Das Wort „Chewruta“ leitet sich vom Wort für „Freund“ ab. Und tatsächlich ergeben sich durch diese Lernsituation auch starke Freundschaften. Der bekannteste solcher Fall ist sicherlich der von Rabbi Jochanan und Resch Lakisch im dritten Jahrhundert. Letzterer war ursprünglich der Anführer einer Räuberbande und betätigte sich auch als Gladiator. Als er eines Tages auf Rabbi Jochanan traf, veranlasste dieser ihn zur reuigen Umkehr. Resch Lakisch wurde zunächst der Schüler von Rabbi Jochanan und später sein ebenbürtiger Lernpartner. Als Resch Lakisch starb, hat das Rabbi Jochanan stark getroffen. Man hat daraufhin einen neuen Lernpartner für ihn gesucht, aber dieser stimmte immer mit Rabbi Jochanan überein und gab ihm immer nur Recht. Rabbi Jochanan beklagte sich diesem neuen Lernpartner gegenüber: „Wenn ich etwas sagte, dann hat Resch Lakisch es aus 24 Blickwinkeln angegriffen und ich habe daraufhin 24 Erwiderungen dargelegt und dies hat zu einem tieferen Verständnis geführt.“ (Bawa Metzi’a 84a). Rabbi Jochanan wurde durch seinen neuen Lernpartner nicht über den Verlust von Resch Lakisch hinweggetröstet und starb kurze Zeit später an gebrochenem Herzen.

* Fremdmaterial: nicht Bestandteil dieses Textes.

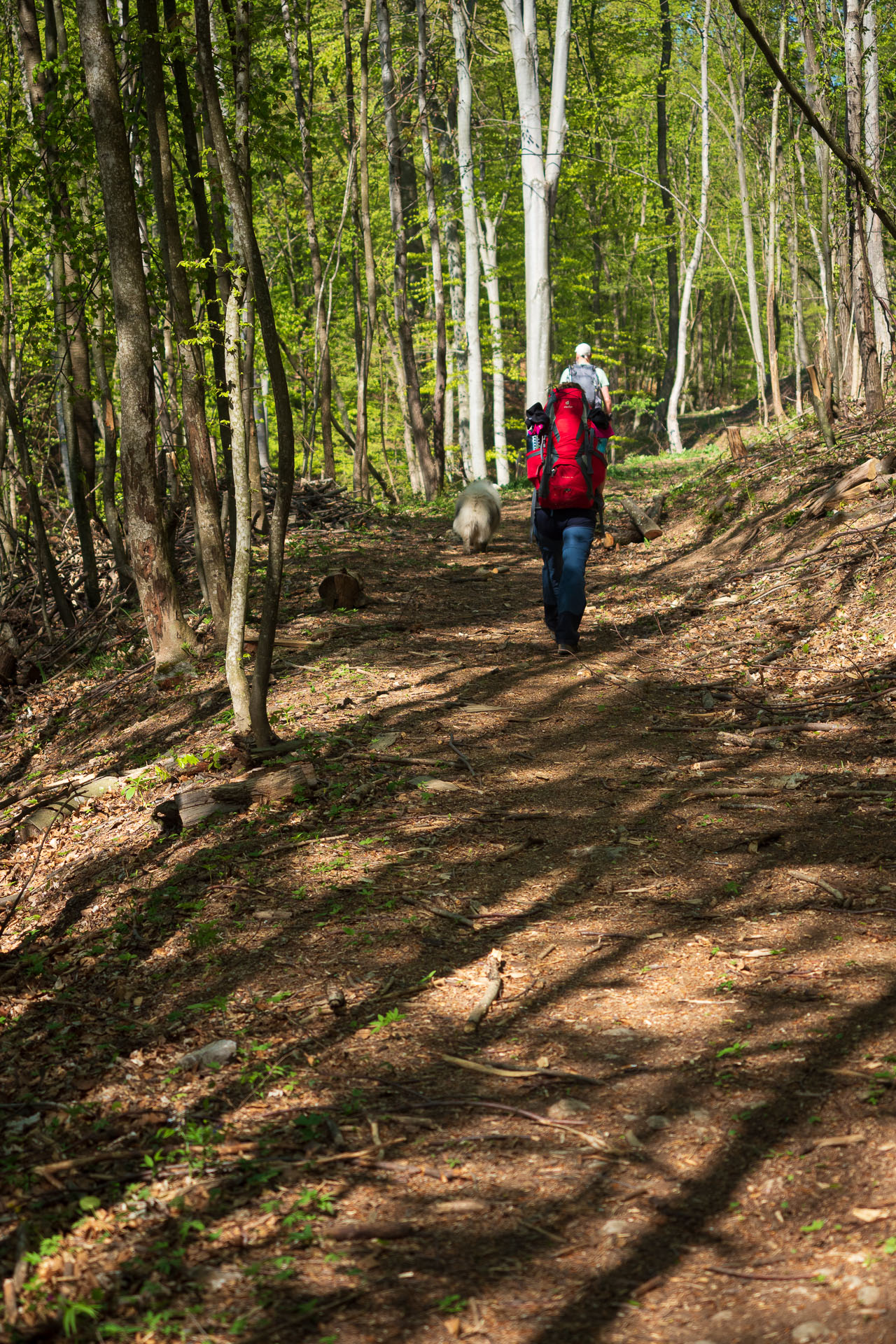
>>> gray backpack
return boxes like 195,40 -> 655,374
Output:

Es gibt verschiedene Programme, die Interviews mit Interessenten durchführen und dann geeignete Lernpartner (auch zum Lernen übers Telefon oder Internet) zusammenführen. Neben der klassischen Chewruta von zwei Lernpartnern auf etwa dem gleichen Stand, gibt es auch Fortgeschrittene, die in freiwilligem Rahmen Anfänger an die Hand nehmen und ihnen beim Verständnis jüdischer Konzepte und Quelltexte helfen. Für englischsprachige Personen gibt es verschiedene solcher Programme. Verbunden mit der Chabad-Bewegung gibt es z.B. das Jewish Learning Network (www.jnet.org). Darüber hinaus sollte man sich auch noch (www.torahmates.org) und (www.partnersintorah.org) ansehen. Es mag noch weitere gute Seiten geben, die ich übersehen habe, aber es gibt auch einige, die ich bewusst ausgelassen habe, da ich sie nicht für seriös halte.

Für deutschsprachige Personen gibt es so etwas bisher noch nicht in einer institutionalisierten Form. Aber bei (www.moadim.com) ist es für die nächsten Monate geplant und zwischenzeitlich kann man auch außerhalb eines solchen Rahmens bei orthodoxen Gemeinden und Organisationen in den deutschsprachigen Ländern nach Auffindung eines Lernpartners anfragen.